Aging beers in whiskey or wine barrels has become one of the most popular ways for craft breweries to play with flavors and to entice the beer geeks who are always looking for new delicious treats. While a few breweries established barrel-aging programs years ago, many of the new breweries around Colorado are getting into the game as well, buying oak barrels that once held bourbon, rum, whiskey, cabernet or chardonnay and filling them with a variety of beers that they hope will hold up to the booze. Sometimes it works. Sometimes it doesn't, but it's always fun to try.
December will see the release of several barrel-aged bad boys, both in Colorado and around the country. Here are four of the local ones that should pack a punch.
See also: - AC Golden prepares to unleash two barrel-aged stouts and a slew of sour ales - Hops & Pie rolls out the barrels in a special beer project with five breweries - Bligh's Barleywine Ale from Dry Dock Brewing will be a bounty in a bottle
Avarice Imperial Stout River North Brewery River North Brewery plans to break out one of its most anticipated beers at 3 p.m. on Monday, December 3. Biding its time in Stranahan's barrels since early summer, Avarice Imperial Stout will be on draft in the taproom. And since the brewery made sixty cases, it will hit a few liquor stores next weekend at around $15.
"We have a regular Avarice that is a Belgian-style imperial stout. So this is that same beer aged in whiskey barrels for about six months," says River North owner Matt Hess. "We let the barrel tell us when the beer is ready. We are all pretty psyched about it."

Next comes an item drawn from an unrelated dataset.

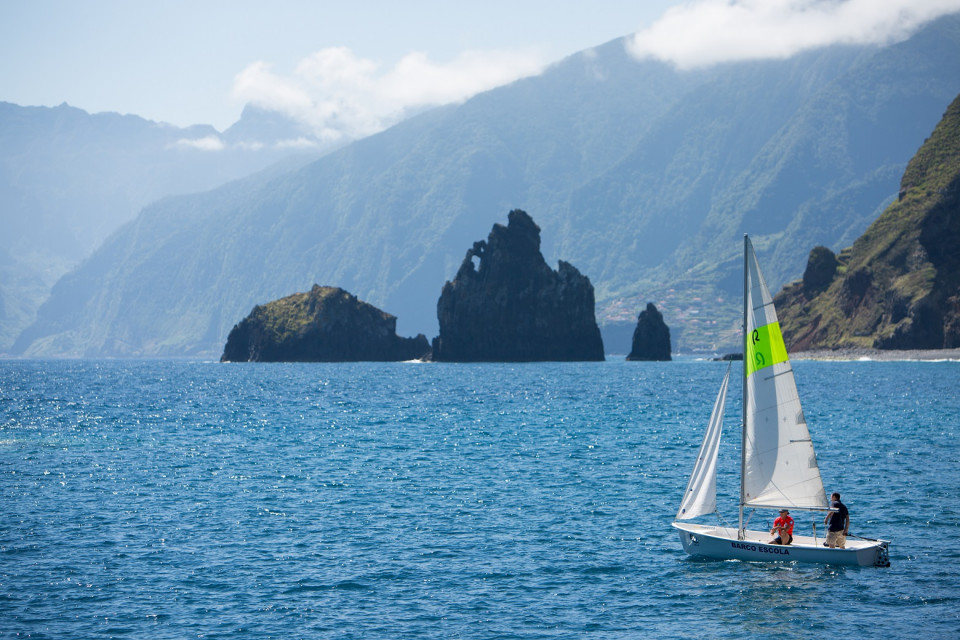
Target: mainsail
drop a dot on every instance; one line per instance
(779, 464)
(701, 494)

Bligh's Barleywine Ale Dry Dock Brewing Dry Dock already had a hot hand in 2011 when the Aurora brewery released this barleywine, a version of its HMS Bounty English-style old ale that had been aged in Stranahan's Colorado Whiskey barrels for seven months. Only 120 cases were made, but many of those who were lucky enough to get a bottle or two considered it to be one of the best -- if not the best -- beer to come out of Colorado last year. This year's version will be released in the tasting room on December 9 at 11 a.m. in bottles (120 bottles; limit one per person) and on draft. It should hit liquor stores, at roughly $20, two days later. The brewery made 170 cases this year, so it should be (slightly) easier to find.
"It's similar to the last one," says Dry Dock owner Kevin DeLange. "I've been sampling it whenever I can over the past three or four months. It's hard to tell exactly because, out of the barrel, it's flat and room temperature, but even like that it is really good."
Oil Man Elevation Beer Named in homage to Elevation Beer co-founder Carlin Walsh's grandfather, an oilman in northeastern Colorado, this Russian Imperial Stout was aged for seven months in bourbon barrels from Breckenridge Distilling. It should be available at some point before Christmas and retail for about $15.99 per 750 ml bottle.
"We're really excited about this one," says Walsh, adding that Elevation had hoped to release Oil Man in November. "That's the thing about barrel aging. It is fun but frustrating. You might be ready to release it, but you have to let the beer do its thing."
Ctayt AC Golden A Russian Imperial Stout, Ctayt was aged for fourteen months in Stranahan's Colorado Whiskey barrels (although you won't find that on the label), and just won a bronze medal at the Great American Beer Festival in October. This batch (the second was aged in Leopold Brothers whiskey barrels) consists of 1,344 individually numbered bottles and will be available in mid- to late December at a few select liquor stores for about $26.
"There is no Russian word for stout, so we spelled stout with Russian characters," writes AC Golden president Glenn Knippenberg about the beer's unusual name. "CTAYT is the English word stout, written in Russian alphabet: C stands for S, T stands for T, A stands for A , there is no Y in Russian alphabet but the letter U looks similar to Y. If you read this word in Russian it would be pronounced S-T-A-U-T."